分野別・地域別にみると、まず「まち」の分野では、ほぼ全ての地域が全国を上回り、とりわけ、人口増加テンポの大きい東京湾岸地域の水準の高さが目立つ。細かくみると、「まちづくり」では、空き店舗を活用したにぎわい創りなどで先行するアクアライン・圏央道沿線地域や東京湾岸地域が全国を上回った。「交通ネットワーク」でも、成田空港周辺・印旛地域(圏央道の神崎IC~大栄JCT間開通)や東京湾岸地域(外環道千葉県区間開通)で全国を上回った。「地域コミュニティ」では、地域包括ケアシステムが進む東京湾岸地域(千葉市幸町団地など)や常磐・TX沿線地域(柏市豊四季台団地など)が全国を上回った。この間、銚子・九十九里・南房総地域では、全ての項目で全国を下回る厳しい評価となった。
「ひと」の進捗度は、県内全地域で全国を下回った。「移住・定住」では、各市町村が策定した出生数や転入者数などの数値目標(KPI)で、高い目標値を設定した先が多かったことが影響している。「教育・文化・スポーツ」では、アクアライン・圏央道沿線地域が唯一全国を上回ったが、里山・トロッコ列車を活用した文化イベントやアクアラインマラソン大会の活況などが牽引(けんいん)した。
「結婚・出産」では、子育て世代の流入が続く常磐・TX沿線地域が全国を大きく上回った。「子育て」の評価は、待機児童数の減少度合いが影響しているとみられるが、成田空港周辺・印旛地域の評価が特に高くなった。
「しごと」の進捗度はほぼ全地域で全国を上回った。「農林水産業」は、郡部を中心に全国を上回ったが、これは東京圏の人口増加から県産農産物の需要が高まっていることなどが背景にある。
「観光」も全国を上回る地域が多かったが、成田空港周辺・印旛地域では、成田市へのインバウンド観光客の集中から全国を下回り、外国人客の周遊に課題を残した。「経済産業」では、人口増加が続く都市部を中心に全国を上回った。

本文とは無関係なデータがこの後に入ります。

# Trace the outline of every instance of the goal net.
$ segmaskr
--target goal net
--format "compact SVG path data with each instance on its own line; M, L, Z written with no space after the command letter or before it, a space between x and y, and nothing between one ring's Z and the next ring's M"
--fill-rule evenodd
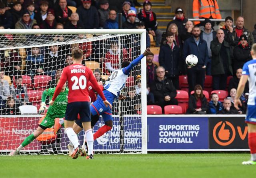
M62 70L72 64L71 54L76 48L84 52L82 64L104 85L123 61L131 61L144 52L145 33L141 29L1 30L0 154L14 150L42 121L50 128L19 154L66 153L69 140L63 127L55 134L54 123L44 120L46 112L38 114L43 92L56 86ZM145 68L144 59L131 71L121 93L126 99L113 104L113 128L95 140L94 152L146 153L146 94L141 92L146 89ZM49 101L46 98L46 106ZM94 133L104 124L100 117ZM81 145L84 135L83 131L78 135Z

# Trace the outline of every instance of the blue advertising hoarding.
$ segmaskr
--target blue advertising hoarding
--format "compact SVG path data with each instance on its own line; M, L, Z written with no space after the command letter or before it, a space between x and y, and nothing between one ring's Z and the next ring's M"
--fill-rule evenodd
M207 149L208 117L148 117L148 150Z

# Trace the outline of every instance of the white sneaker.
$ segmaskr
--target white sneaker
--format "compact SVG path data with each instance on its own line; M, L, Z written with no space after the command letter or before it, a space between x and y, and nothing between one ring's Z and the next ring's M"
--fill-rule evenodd
M242 164L244 165L256 165L256 161L249 160L247 161L243 161Z
M19 150L17 150L17 149L16 149L16 150L15 150L15 151L14 151L12 152L11 152L10 153L10 154L9 154L9 156L15 156L16 154L17 154L18 153L19 153L19 152L20 152L19 151Z
M72 156L72 154L74 149L74 147L73 146L71 146L69 144L68 145L68 154L69 156Z

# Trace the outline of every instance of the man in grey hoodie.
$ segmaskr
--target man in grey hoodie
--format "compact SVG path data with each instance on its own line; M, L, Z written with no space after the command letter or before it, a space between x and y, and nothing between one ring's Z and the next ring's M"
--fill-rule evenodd
M209 19L206 18L204 21L204 28L202 29L200 37L206 41L207 48L208 48L208 54L209 55L209 61L207 62L206 69L206 75L211 75L211 68L212 65L212 51L210 49L211 42L216 38L216 32L212 28L212 22Z

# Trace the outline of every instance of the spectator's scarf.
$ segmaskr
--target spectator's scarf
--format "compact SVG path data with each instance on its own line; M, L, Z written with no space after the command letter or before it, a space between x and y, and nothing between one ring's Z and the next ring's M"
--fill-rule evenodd
M153 11L150 10L149 11L146 11L144 9L142 9L141 11L141 15L142 17L144 18L147 17L147 14L149 14L149 21L152 21L154 20L154 16L153 15Z
M63 12L63 18L66 18L68 17L68 7L66 7L65 10L62 10Z

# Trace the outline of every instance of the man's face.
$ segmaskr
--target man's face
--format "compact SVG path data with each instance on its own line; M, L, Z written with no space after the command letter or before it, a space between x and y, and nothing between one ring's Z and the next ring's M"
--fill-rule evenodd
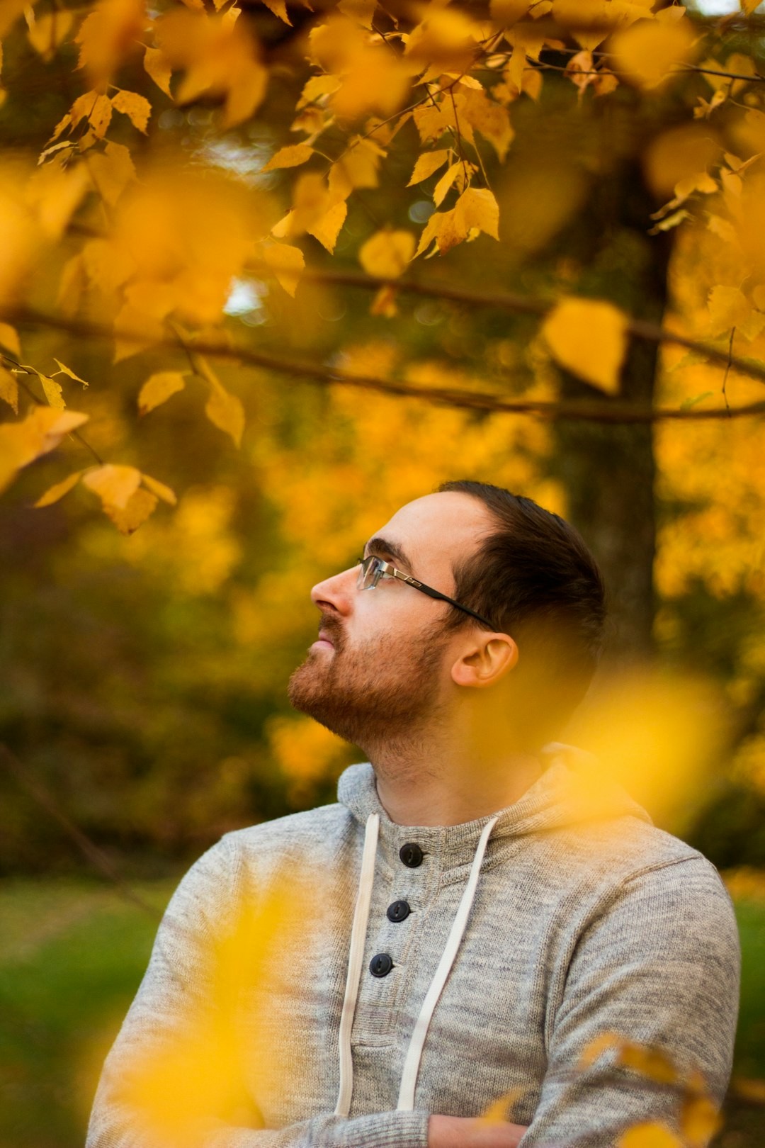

来年度には第2期総合戦略が始まるが、第1期の反省も踏まえて、以下の点に留意して策定を進め、県内各地域で地方創生が実を結ぶことを期待したい。(1)地域の強みのさらなるブラッシュアップおよび「選択と集中」の徹底(2)地域の持続可能性を高める交通インフラ整備の推進(3)広域連携による効果的なまちづくり(4)KPIの適切な設定とPDCAサイクルによる確実な検証および事業などの柔軟な見直し。